Au moment d’écrire ces lignes, la saison estivale donne l’occasion de nous réapproprier nos corps reclus, atrophiés, affaiblis par l’isolement de la pandémie.
Nos corps se détendent, s’illuminent, se retrouvent, parfois avec maladresse, puis le naturel revient; entrer en contact avec l’autre, c’est comme le vélo.
Le corps social reprend lentement forme, dans les parcs, sur les terrasses, dans les rues… Ces retrouvailles dans l’espace public nous rappellent au plaisir d’être ensemble. On avait presque oublié cette joie d’être en commun.

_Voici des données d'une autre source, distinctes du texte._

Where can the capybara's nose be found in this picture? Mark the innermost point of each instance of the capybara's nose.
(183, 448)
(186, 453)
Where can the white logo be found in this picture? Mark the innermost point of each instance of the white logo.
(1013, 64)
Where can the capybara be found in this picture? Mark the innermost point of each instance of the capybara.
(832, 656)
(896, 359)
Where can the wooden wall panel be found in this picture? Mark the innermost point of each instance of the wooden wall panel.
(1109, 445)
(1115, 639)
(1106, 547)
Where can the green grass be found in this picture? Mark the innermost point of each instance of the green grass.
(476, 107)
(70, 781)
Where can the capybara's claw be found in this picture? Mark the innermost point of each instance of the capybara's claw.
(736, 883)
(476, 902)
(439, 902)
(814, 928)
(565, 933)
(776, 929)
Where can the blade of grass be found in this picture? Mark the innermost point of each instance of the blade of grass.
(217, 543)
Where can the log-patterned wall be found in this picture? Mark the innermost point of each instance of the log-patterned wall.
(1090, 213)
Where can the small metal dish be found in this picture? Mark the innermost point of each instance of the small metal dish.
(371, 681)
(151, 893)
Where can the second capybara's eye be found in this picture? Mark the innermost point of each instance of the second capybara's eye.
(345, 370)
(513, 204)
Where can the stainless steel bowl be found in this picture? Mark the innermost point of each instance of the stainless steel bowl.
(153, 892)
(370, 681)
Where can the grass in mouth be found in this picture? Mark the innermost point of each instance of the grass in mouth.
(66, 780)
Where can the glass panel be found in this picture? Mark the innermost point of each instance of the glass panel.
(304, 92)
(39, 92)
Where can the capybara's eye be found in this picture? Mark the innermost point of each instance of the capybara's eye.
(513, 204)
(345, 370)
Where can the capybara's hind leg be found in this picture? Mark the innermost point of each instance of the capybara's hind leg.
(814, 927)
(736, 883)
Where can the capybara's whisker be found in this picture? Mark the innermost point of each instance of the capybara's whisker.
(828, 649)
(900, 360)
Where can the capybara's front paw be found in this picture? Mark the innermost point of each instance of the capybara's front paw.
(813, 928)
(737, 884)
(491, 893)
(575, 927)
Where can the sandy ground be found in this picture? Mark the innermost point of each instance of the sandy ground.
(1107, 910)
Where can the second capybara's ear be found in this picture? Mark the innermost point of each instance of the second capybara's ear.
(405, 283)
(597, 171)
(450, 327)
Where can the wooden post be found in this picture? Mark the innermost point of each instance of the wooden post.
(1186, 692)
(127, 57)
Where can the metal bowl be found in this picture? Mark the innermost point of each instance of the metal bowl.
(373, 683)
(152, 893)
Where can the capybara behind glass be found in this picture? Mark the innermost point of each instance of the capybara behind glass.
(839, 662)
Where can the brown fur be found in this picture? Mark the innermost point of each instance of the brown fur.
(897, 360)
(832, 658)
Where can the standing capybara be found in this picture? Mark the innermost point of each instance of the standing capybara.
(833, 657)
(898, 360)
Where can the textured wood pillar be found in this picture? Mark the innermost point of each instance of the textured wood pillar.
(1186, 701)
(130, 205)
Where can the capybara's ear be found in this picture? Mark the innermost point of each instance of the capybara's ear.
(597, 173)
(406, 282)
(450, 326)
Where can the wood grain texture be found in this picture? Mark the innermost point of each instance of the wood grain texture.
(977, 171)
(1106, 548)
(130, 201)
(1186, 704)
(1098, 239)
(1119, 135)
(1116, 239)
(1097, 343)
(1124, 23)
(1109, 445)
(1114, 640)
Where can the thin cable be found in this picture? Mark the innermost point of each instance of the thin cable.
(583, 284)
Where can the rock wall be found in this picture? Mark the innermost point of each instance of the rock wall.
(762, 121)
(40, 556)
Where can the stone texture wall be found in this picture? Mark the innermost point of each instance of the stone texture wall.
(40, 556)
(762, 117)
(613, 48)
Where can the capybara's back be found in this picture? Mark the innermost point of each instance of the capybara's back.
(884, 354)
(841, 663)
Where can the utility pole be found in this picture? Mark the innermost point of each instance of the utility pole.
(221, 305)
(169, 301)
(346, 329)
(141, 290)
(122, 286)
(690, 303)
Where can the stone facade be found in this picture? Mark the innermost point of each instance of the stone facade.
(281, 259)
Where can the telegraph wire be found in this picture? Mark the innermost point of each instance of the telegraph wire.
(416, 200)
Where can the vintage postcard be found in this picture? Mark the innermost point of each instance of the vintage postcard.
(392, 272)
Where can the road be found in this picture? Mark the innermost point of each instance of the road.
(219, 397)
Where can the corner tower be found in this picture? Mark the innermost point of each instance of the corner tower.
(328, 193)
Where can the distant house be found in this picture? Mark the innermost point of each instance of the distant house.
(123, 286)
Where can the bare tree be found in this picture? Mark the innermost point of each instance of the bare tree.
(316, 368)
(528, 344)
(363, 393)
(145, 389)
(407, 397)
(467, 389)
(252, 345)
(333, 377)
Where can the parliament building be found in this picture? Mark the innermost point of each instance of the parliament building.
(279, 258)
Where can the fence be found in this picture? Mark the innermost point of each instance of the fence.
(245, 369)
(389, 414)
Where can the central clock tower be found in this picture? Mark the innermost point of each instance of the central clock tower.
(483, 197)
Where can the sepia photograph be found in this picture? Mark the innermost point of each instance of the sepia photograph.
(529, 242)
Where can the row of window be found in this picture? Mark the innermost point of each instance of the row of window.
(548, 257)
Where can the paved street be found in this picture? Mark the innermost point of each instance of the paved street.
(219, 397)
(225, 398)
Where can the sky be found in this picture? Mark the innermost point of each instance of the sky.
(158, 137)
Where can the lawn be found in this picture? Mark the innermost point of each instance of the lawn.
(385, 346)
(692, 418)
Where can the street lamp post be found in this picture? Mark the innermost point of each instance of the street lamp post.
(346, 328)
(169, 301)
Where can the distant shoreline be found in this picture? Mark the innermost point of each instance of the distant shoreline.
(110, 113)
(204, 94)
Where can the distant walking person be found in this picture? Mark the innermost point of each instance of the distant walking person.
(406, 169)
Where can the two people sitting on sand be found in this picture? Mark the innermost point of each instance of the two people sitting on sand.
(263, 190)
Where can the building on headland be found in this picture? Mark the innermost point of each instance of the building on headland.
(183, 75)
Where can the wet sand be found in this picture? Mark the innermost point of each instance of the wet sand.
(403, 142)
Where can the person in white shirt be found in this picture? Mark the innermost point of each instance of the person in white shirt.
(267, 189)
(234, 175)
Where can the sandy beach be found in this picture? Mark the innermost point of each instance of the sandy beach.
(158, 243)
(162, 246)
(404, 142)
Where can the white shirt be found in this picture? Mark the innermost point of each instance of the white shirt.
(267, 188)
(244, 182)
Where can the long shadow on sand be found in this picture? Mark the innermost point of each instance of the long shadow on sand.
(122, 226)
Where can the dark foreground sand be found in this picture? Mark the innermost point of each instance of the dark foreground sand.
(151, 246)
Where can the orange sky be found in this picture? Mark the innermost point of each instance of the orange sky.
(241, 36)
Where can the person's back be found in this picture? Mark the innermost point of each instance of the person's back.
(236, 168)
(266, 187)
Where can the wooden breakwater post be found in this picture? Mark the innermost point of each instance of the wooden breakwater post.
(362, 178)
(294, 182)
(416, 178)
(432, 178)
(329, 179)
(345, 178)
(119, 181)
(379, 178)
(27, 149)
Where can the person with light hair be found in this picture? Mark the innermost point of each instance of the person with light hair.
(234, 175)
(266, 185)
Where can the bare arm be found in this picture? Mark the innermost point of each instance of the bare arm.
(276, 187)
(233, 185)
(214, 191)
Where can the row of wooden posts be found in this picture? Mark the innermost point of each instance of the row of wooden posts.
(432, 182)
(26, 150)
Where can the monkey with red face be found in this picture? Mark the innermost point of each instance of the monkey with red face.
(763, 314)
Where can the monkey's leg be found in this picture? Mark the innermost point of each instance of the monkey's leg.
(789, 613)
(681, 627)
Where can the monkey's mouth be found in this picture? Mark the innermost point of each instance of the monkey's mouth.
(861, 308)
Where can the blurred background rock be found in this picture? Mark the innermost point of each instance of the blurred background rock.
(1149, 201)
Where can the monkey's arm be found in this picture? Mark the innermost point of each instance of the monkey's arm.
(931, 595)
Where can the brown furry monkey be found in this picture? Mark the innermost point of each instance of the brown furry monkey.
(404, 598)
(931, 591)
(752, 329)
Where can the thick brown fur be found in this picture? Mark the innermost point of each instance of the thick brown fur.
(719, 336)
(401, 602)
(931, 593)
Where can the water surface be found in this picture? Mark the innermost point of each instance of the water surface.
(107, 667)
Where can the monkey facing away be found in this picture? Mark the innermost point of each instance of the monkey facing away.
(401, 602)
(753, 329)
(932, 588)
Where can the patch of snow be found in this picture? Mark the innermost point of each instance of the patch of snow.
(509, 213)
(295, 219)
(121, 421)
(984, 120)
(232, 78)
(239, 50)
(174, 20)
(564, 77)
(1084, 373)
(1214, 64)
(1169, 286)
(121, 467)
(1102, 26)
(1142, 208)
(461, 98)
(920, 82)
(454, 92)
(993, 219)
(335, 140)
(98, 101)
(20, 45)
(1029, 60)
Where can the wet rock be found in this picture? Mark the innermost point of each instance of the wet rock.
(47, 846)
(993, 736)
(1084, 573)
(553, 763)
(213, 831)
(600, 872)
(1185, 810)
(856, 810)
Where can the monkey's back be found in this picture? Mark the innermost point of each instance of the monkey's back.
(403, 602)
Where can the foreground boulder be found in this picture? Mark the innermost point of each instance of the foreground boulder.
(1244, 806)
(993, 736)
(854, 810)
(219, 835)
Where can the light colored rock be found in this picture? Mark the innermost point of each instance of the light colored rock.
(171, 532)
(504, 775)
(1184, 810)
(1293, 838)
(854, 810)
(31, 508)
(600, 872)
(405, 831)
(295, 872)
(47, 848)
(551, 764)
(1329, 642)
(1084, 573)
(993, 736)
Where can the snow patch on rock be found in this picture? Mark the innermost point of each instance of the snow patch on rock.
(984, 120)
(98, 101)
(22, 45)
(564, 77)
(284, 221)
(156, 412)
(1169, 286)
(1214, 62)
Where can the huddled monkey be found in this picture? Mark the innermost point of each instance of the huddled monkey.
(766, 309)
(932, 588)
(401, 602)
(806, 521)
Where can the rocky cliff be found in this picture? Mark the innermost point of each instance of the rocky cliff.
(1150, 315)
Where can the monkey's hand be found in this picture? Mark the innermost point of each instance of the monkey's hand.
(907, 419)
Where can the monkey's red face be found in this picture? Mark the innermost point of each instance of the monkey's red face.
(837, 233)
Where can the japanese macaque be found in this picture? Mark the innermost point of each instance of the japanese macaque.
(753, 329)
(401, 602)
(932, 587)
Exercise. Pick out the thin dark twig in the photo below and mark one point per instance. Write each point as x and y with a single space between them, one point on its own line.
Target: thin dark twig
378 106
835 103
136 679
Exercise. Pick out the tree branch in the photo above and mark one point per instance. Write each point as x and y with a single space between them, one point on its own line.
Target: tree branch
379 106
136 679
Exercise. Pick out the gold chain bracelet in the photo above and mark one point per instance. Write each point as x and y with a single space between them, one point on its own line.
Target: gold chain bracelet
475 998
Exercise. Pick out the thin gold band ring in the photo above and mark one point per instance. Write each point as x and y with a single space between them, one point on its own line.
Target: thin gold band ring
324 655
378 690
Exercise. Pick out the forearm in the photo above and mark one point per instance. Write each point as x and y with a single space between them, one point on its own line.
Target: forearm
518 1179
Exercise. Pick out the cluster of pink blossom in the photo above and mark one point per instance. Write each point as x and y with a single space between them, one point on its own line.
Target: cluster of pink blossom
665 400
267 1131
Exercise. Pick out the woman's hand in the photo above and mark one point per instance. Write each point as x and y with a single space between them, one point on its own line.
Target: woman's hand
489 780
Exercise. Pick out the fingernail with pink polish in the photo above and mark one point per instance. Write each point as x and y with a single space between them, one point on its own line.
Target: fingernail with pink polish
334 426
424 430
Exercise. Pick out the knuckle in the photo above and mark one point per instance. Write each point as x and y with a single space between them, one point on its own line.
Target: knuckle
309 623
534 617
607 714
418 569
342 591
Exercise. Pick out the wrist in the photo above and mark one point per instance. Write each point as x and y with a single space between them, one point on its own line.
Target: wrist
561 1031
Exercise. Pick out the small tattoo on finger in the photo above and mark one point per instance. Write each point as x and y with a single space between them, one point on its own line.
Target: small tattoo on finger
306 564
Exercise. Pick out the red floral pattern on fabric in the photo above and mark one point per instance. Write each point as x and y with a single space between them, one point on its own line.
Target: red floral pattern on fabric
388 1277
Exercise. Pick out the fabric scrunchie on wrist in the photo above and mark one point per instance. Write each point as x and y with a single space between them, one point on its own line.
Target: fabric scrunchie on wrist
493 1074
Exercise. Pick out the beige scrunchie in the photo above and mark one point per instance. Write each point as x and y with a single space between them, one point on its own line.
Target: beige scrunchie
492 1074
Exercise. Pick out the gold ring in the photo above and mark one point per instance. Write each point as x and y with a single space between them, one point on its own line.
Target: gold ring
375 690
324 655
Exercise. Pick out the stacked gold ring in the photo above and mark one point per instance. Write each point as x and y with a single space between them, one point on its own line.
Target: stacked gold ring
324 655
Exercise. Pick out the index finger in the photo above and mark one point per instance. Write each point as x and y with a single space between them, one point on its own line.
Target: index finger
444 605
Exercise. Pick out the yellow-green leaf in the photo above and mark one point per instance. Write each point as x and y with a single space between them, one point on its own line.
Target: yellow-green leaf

Cet automne, c’est le retour officiel du théâtre après de longues saisons d’hibernation. Une expérience collective dont on a temporairement dû faire le deuil. Plusieurs fois, on a eu l’espoir de se retrouver à nouveau. Puis cette joie nous était dérobée. Le désir de se retrouver côte à côte, de faire cohabiter nos corps dans l’espace pour voir et vivre en commun s’est fait attendre, s’est laissé désirer, nous a consumé comme le corps d’un amour dont on est privé, séparé de nous dans l’espace, qu’on attend de retrouver avec excitation et impatience.

Le corps, précisément, me semble au cœur de la programmation de l’automne. Il a aussi été un fil rouge pour les textes qui composent ce cahier. Le corps mis de l’avant, examiné, manipulé, métamorphosé, sexué. Le corps transformé avec Kafka, le corps social et autochtone d’alterIndiens, le corps masculin dans Foreman, celui, mis à l’index, des femmes dans Les Sorcières de Salem, ainsi que le corps différent, dissident de Jonathan :  la figure du goéland. À travers les textes qui suivent, vous aurez l’occasion d’ enrichir et de poursuivre ce moment précieux que l’on retrouve ensemble, celui de la réunion, celui du partage, du silence commun, de l’écoute collective. Ces spectacles, comme les textes du cahier, contribuent à polir ce miroir de nous qu’est le théâtre. Ce miroir qui reflète notre corps à tous, tant individuel que commun.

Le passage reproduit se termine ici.